Carrie looked at Lori's arms. Lori looked at her own.

The beach at 59th was busy—umbrellas and pop-up tents staked out in clusters, chairs angled toward the water, the first round of sand castles underway near the break. Two lifeguards sat high in the stand, scanning the surf. The waves were rolling in clean sets, not big, the kind that were perfect for just standing in the break and letting it push you sideways. The air smelled like salt and sunscreen, and somewhere nearby a radio hummed with a song none of them recognized.

Sophie and Brittany had already claimed a spot about twenty feet back from the water, towels spread, sunglasses on, looking like they'd been there for hours. Setting up camp took twelve minutes and involved a negotiation about umbrella placement that nobody won.

By the time they had chairs arranged and the cooler positioned where everyone could reach it, the teenagers had scattered toward the water and were in—all except Ethan, who hadn't moved past the wet sand. Arms crossed, facing the horizon.

The women took the chairs. For a few minutes nobody said anything—just the ocean, the distant calls of kids down the beach, a lifeguard whistle somewhere.

"This is the thing," Jen said, face tilted toward the sun. "Right here. This is the thing."

Lori reclined and exhaled like she'd been waiting eight months for this chair. "What are we doing for lunch?"

"It's nine-thirty." Meredith didn't look up from her book.

"I'm thinking ahead."

"Wawa," Carrie said. "Hoagies."

"Done." Lori pointed at her.

They talked about nothing in particular after that—the drive down, the weather forecast, whether anyone had remembered to bring cards for the evenings, whether the hot tub on the roof actually worked or was just for show. Carrie had already looked it up: it worked, but they'd need to wait twenty minutes for it to heat. Lori said she could wait. The conversation looped back on itself, easy with the quiet.

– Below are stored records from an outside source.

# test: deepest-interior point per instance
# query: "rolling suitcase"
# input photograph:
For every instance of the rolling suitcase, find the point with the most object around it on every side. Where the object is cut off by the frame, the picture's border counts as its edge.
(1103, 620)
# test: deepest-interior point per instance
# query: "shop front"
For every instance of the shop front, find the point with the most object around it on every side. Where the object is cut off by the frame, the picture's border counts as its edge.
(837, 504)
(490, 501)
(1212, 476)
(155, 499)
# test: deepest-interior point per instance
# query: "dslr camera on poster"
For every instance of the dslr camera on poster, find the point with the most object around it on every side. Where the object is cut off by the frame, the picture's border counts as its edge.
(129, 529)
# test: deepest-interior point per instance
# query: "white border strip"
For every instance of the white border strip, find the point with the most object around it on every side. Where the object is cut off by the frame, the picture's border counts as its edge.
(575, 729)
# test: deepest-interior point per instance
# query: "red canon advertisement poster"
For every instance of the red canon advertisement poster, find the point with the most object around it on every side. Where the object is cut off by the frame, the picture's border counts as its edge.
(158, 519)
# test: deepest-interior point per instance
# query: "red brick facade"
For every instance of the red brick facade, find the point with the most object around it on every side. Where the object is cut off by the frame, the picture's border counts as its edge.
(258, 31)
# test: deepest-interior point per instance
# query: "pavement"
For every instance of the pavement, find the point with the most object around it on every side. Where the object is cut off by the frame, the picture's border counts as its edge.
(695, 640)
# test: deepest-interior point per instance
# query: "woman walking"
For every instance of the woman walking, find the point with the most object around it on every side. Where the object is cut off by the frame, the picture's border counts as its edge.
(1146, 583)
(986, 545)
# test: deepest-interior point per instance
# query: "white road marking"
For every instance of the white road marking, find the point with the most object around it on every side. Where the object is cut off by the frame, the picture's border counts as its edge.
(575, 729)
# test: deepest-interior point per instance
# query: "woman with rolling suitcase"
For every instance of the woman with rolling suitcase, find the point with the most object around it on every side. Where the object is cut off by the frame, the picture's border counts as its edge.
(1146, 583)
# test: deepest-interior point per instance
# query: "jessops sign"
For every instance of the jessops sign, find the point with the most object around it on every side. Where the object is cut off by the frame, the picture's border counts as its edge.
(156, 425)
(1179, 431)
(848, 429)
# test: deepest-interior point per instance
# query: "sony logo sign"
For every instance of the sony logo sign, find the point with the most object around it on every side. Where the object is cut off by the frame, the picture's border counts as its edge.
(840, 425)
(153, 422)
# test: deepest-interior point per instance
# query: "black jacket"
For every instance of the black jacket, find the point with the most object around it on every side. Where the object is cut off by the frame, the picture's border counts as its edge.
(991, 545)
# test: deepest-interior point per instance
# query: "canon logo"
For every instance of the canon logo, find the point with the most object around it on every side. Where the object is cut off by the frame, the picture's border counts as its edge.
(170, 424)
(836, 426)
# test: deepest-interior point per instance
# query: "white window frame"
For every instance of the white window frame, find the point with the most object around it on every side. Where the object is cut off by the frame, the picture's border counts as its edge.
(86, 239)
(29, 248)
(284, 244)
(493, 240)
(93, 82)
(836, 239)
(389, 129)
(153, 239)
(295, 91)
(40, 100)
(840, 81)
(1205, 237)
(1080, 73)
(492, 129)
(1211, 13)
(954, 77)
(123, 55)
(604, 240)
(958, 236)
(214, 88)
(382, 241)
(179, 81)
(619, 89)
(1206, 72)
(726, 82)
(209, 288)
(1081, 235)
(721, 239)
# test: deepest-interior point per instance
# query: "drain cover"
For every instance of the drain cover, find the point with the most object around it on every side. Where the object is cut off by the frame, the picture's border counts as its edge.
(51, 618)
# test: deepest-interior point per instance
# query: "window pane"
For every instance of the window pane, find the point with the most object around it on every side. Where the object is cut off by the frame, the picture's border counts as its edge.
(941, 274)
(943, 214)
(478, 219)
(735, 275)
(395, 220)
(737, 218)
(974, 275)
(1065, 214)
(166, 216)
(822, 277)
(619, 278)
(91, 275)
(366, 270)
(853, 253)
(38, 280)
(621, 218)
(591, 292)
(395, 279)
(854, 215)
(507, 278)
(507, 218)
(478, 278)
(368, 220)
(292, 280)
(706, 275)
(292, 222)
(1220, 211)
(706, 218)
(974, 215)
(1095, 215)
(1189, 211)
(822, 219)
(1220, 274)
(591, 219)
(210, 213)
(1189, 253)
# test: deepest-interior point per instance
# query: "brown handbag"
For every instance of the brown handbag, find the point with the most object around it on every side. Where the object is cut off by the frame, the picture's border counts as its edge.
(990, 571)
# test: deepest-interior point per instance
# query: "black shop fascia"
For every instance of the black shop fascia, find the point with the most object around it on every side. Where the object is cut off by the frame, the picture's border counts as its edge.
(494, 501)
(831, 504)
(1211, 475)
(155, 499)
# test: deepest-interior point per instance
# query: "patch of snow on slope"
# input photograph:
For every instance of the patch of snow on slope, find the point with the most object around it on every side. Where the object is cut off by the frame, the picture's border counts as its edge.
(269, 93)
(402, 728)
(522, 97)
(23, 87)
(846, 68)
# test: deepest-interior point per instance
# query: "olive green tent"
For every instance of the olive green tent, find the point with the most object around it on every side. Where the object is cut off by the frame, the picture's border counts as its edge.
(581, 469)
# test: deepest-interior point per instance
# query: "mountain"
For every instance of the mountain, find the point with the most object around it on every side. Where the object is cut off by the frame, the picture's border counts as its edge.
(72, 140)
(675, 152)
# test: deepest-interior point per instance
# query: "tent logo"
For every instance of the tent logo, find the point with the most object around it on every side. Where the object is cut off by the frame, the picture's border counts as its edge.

Dripping, towel wrapped around her shoulders, Sophie came up from the water. Sand clung to her calves. She'd walked past The Crabby Catch during the ice cream run last night and asked if they were hiring. Interview tomorrow at ten.

"That was fast," Meredith said.

"I saw the sign in the window." Sophie grinned. "Figured why not."

"You're going to be insufferable by August," Brittany said.

Sophie shoved her, and they headed back toward the surf, both of them laughing.

Lori's eyes found Ethan, still at the waterline. "He's applied to six places. Nothing back yet. Not even a no."

Down the beach, Sophie and Brittany were walking past the lifeguard stand. One of the guards—tan, dark hair, college-aged—glanced down at them. Brittany looked straight ahead, very deliberately not looking. Sophie didn't bother pretending.

"He looked," Sophie said, once they were past.

"I know." Brittany still didn't turn around. "I have peripheral vision."

"You should go talk to him."

"I'm not going to talk to him. He's working."

"He's sitting in a chair."

"He's watching for drowning people, Sophie."

"Nobody's drowning."

They kept walking toward the jetty, the sand hot under their feet. Sophie glanced back once. He was scanning the water again, left to right, but then he stopped. Looked right at her. She held it—a second, maybe two—and walked directly into a sandcastle.

"No," Sophie said, stumbling. A kid started wailing. The mom looked up from her phone.

"Keep walking," Brittany said, grabbing her arm. "Just keep walking."